As one of the growing number of female business leaders in the country, Tulanana says Tanzania still lags behind in terms of gender equality.
“We are still at the time when society is strangely shocked or intimidated when a woman is chosen to be a leader. This shows that the number of women in leadership positions needs to increase as these leaders will only be identified as leaders and not as ‘women leaders’,” she explains.
Tulanana recalls an intriguing incident when she and Princely were traveling the backcountry with a private driver. She sat in the backseat and Princely sat in the passenger seat next to the driver.
“I remember asking the driver to stop the car about three times for a quick call. He didn’t even look in my direction. But when Princely asked her once, the car was stopped. I was pissed and gave him a piece of my mind, just like Princely,” she said.
According to her, gender inequality comes from the family institution and is a tradition that is passed down from generation to generation.
“We are brought up differently and the education stage is one of the most important stages for a person as they grow up.
The things people hear and see in their families affect how they see the world and perceive ideas. On the one hand, I had the privilege of growing up in a family where men and women are viewed the same way.
“When I was chosen to be the principal of my school, my father said to me ‘it’s good, you are one step away from being president of the nation’. He encouraged me to say that even though I was excited for a simple position of Head Girl, there was a more important position that I could hold one day. It usually starts with how individuals are raised,” she says.
For women to occupy the highest peaks of leadership positions, Tulanana says it will take dismantling the fabric of misogyny and inequality.
“There needs to be a strategic move that will pave the way for gender equality in Tanzania. We see countries like Rwanda having the “50-50” strategy in Parliament.
It will be ‘an uncomfortable situation’ for many people seeing an increase in the number of female leaders in the country, but it will definitely be one of the best decisions ever made,” she explains.

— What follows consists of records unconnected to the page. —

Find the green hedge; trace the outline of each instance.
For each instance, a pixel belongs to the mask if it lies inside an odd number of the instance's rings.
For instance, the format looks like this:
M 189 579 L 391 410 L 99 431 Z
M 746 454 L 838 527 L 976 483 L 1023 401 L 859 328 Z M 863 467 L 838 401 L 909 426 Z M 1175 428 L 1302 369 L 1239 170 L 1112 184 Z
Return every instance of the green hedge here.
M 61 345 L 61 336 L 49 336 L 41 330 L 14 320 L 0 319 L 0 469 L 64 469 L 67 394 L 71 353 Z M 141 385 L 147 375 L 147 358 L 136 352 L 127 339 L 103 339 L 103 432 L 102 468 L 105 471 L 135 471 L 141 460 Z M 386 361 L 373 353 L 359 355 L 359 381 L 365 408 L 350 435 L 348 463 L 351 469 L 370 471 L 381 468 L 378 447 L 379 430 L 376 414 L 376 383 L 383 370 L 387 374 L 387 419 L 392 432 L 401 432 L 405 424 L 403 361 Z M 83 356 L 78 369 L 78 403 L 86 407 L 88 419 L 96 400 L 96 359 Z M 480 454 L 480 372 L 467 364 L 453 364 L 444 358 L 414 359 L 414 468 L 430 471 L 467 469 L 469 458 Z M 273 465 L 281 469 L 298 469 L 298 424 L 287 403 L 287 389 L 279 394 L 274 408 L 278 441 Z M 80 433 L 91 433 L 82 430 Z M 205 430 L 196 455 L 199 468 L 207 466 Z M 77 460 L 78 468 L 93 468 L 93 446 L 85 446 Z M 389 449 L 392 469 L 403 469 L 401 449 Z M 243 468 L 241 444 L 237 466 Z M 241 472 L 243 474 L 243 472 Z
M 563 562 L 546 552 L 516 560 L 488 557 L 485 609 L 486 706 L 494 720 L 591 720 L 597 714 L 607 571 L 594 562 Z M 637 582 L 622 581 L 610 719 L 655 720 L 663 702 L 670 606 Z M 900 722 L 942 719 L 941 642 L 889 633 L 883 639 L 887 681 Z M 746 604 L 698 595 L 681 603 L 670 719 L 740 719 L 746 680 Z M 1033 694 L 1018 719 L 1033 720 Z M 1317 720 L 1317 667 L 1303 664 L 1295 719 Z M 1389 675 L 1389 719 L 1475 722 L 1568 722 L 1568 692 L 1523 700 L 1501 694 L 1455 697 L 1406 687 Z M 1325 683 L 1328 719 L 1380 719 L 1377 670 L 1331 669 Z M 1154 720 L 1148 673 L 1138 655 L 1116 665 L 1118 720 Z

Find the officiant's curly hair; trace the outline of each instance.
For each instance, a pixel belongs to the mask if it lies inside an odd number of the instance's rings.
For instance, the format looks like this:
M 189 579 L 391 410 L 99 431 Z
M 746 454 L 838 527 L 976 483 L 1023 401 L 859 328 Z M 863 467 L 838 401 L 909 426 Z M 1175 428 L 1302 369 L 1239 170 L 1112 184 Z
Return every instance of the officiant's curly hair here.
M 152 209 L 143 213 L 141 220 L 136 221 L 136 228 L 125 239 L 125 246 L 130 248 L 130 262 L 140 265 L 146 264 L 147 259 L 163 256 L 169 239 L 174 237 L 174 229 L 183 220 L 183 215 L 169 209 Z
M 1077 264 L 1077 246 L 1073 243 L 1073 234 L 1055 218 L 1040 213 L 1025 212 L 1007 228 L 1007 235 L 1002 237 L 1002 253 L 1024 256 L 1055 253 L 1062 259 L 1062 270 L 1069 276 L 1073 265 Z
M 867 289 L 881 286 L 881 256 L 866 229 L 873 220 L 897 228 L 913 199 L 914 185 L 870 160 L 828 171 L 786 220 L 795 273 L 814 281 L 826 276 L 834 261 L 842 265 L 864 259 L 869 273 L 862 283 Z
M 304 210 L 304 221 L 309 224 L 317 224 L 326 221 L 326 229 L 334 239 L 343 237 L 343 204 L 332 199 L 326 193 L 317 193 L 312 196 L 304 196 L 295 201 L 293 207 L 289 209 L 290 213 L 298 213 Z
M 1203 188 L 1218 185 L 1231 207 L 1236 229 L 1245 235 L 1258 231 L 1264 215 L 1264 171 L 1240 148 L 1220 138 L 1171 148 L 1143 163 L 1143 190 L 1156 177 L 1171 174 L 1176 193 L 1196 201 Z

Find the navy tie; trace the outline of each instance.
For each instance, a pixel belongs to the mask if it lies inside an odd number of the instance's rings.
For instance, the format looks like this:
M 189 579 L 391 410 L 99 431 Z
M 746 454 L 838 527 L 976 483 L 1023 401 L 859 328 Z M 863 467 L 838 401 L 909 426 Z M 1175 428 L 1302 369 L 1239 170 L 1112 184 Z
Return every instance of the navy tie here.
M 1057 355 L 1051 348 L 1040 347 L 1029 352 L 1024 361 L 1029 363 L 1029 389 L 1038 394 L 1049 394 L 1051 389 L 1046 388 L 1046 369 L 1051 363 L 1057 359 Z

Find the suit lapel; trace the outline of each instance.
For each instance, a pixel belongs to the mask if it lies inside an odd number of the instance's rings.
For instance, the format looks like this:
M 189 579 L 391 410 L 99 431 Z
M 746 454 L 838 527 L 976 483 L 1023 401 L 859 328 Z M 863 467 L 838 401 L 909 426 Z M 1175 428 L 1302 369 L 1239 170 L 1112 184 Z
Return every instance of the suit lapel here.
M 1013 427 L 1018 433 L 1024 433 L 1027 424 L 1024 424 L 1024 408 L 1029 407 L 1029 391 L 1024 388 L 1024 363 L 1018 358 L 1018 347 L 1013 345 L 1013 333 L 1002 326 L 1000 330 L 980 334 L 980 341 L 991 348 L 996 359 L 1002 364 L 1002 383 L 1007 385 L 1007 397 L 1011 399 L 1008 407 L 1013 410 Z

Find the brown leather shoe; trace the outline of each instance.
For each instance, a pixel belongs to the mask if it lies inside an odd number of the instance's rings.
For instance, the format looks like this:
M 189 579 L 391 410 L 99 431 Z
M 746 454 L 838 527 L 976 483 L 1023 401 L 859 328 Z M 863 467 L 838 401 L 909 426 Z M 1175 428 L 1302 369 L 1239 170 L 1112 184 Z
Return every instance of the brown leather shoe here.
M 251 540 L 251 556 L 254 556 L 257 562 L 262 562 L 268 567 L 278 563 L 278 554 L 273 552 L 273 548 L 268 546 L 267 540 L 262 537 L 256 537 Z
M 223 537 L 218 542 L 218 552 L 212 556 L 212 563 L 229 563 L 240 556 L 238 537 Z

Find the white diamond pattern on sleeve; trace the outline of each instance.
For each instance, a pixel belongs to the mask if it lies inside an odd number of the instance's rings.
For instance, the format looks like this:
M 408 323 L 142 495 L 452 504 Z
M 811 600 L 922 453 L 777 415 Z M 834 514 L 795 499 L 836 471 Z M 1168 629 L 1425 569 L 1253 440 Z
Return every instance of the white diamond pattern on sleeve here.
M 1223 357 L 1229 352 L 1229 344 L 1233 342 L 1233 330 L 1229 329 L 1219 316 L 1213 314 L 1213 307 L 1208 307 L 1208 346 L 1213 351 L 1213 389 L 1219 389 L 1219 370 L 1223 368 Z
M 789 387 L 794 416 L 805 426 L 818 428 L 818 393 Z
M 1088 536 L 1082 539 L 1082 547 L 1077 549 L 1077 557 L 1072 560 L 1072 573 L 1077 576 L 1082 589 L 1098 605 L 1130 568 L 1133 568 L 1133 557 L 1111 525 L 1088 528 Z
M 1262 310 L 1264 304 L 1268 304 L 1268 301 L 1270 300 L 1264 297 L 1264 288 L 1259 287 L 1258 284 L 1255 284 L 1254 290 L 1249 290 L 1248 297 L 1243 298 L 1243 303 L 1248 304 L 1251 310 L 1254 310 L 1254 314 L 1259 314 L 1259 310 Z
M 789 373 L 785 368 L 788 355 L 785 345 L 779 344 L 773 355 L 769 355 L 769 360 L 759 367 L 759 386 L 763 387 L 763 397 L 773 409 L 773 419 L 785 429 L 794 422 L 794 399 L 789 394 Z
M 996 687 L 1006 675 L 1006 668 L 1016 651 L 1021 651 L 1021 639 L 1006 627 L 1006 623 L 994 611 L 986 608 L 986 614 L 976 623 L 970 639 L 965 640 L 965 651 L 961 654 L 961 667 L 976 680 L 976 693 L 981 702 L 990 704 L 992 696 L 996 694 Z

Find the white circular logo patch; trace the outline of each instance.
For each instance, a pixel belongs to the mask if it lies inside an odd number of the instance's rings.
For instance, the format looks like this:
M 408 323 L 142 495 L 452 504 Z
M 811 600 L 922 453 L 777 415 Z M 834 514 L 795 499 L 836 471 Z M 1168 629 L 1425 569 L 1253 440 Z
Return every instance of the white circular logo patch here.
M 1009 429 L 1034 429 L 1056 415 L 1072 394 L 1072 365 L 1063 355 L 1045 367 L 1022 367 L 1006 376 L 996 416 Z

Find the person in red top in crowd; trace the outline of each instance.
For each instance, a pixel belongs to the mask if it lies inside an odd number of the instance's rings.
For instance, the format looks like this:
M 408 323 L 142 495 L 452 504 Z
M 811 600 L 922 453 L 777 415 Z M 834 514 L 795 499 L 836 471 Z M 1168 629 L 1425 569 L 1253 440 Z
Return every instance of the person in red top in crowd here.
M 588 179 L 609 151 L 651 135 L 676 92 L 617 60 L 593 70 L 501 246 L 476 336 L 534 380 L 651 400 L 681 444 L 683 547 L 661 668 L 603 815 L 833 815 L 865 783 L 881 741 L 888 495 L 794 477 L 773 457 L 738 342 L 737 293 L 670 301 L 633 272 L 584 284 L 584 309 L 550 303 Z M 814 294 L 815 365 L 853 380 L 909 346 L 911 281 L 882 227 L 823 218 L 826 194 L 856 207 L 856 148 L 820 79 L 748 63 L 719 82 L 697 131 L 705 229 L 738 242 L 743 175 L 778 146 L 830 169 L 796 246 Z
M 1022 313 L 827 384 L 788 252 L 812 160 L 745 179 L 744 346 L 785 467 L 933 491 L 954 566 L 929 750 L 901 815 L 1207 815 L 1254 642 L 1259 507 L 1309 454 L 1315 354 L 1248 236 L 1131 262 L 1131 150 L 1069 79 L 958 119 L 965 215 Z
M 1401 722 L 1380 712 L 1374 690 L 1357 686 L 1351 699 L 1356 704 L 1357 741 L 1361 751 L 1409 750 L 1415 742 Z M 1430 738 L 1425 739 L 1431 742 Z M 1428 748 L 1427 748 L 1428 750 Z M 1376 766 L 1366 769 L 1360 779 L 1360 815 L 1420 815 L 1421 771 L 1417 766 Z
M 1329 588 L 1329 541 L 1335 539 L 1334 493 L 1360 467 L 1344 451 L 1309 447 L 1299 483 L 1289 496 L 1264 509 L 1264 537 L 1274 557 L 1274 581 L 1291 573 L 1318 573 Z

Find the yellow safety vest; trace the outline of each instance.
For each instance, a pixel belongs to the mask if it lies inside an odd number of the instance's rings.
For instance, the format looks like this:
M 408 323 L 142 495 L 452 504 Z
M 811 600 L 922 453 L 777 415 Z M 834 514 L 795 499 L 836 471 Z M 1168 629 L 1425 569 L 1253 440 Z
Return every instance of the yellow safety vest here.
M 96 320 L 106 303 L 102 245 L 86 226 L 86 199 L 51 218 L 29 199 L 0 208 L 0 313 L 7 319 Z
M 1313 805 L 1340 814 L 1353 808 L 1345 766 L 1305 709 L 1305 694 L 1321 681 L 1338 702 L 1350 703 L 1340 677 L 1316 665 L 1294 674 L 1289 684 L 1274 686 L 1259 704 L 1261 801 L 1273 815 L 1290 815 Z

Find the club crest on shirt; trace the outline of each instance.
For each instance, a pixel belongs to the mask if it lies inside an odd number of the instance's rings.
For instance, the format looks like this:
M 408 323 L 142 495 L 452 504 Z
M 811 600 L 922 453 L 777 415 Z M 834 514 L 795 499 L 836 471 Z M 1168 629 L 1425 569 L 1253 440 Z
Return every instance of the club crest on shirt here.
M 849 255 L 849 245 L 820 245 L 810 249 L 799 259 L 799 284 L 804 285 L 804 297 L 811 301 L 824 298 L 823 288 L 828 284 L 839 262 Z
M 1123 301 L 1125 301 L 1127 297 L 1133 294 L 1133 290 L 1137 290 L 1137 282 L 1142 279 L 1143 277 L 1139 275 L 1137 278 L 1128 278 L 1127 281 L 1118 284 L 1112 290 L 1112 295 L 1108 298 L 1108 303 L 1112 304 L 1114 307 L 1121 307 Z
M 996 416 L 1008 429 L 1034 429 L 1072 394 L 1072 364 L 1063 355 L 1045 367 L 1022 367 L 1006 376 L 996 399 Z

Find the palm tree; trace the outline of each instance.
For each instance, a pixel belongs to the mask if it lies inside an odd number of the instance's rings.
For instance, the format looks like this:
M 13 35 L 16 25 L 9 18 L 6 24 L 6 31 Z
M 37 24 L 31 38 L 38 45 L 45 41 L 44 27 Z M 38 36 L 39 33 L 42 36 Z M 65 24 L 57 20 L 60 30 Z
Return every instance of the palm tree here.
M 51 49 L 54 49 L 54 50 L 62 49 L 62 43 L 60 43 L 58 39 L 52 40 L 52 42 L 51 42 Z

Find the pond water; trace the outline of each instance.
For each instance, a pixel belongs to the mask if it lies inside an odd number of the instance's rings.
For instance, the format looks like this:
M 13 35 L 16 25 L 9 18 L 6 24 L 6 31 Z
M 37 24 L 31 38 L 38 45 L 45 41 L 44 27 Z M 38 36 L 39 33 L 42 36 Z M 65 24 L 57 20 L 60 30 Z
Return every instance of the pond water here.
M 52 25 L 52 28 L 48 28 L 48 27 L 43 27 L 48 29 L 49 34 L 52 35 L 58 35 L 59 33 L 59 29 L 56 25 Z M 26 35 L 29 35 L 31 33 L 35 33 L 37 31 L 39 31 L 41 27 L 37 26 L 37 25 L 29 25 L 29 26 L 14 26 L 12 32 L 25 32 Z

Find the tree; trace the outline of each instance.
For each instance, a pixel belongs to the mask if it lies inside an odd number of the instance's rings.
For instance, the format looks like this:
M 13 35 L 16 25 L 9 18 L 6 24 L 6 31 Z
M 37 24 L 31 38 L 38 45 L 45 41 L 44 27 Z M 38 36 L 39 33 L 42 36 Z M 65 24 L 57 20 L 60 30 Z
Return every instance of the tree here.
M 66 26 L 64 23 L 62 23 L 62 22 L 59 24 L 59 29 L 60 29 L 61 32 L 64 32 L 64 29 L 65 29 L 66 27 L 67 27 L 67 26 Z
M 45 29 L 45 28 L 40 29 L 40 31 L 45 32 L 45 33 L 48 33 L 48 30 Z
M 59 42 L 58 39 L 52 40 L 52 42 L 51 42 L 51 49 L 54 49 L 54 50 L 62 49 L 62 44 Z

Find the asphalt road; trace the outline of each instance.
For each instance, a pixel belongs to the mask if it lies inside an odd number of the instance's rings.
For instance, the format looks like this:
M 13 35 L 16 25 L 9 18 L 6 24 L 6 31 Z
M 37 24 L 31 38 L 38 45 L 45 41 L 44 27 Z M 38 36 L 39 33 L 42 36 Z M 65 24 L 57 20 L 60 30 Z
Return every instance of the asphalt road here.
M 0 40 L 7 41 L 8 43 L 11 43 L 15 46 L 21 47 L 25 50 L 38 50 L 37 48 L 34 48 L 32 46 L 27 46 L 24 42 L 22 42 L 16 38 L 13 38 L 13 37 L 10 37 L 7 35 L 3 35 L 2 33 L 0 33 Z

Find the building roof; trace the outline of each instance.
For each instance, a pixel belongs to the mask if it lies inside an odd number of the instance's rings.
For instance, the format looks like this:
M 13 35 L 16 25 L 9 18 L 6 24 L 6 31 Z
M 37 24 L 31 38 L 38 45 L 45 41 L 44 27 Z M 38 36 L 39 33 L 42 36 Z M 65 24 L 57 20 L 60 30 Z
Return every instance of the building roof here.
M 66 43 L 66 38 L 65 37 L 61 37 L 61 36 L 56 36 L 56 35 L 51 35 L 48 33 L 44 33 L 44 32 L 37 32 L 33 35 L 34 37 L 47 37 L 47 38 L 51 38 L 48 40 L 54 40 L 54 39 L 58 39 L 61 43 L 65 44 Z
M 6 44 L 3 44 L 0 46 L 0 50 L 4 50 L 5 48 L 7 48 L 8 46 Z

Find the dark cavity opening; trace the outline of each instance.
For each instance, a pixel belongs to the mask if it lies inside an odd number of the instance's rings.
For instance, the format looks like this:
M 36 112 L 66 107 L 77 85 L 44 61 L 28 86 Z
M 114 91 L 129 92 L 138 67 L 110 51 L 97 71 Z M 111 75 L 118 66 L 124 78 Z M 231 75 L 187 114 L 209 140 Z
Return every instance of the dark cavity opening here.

To every little girl who aspires to one day become a leader; a government leader or business founder, Tulanana advises that it usually starts from within.
“They must first observe their environment and the things they consume and align them with their goals. This includes friends, things they read, things they expose themselves to, etc. These things subconsciously affect how they view life in general,” she says.
Tulanana further points out that “women should do things that scare them in a good way. You may be afraid to stand and speak in front of a crowd, do just that. You may have a business idea that gives you insomnia, establish it. You will discover the greatness of it all as you go.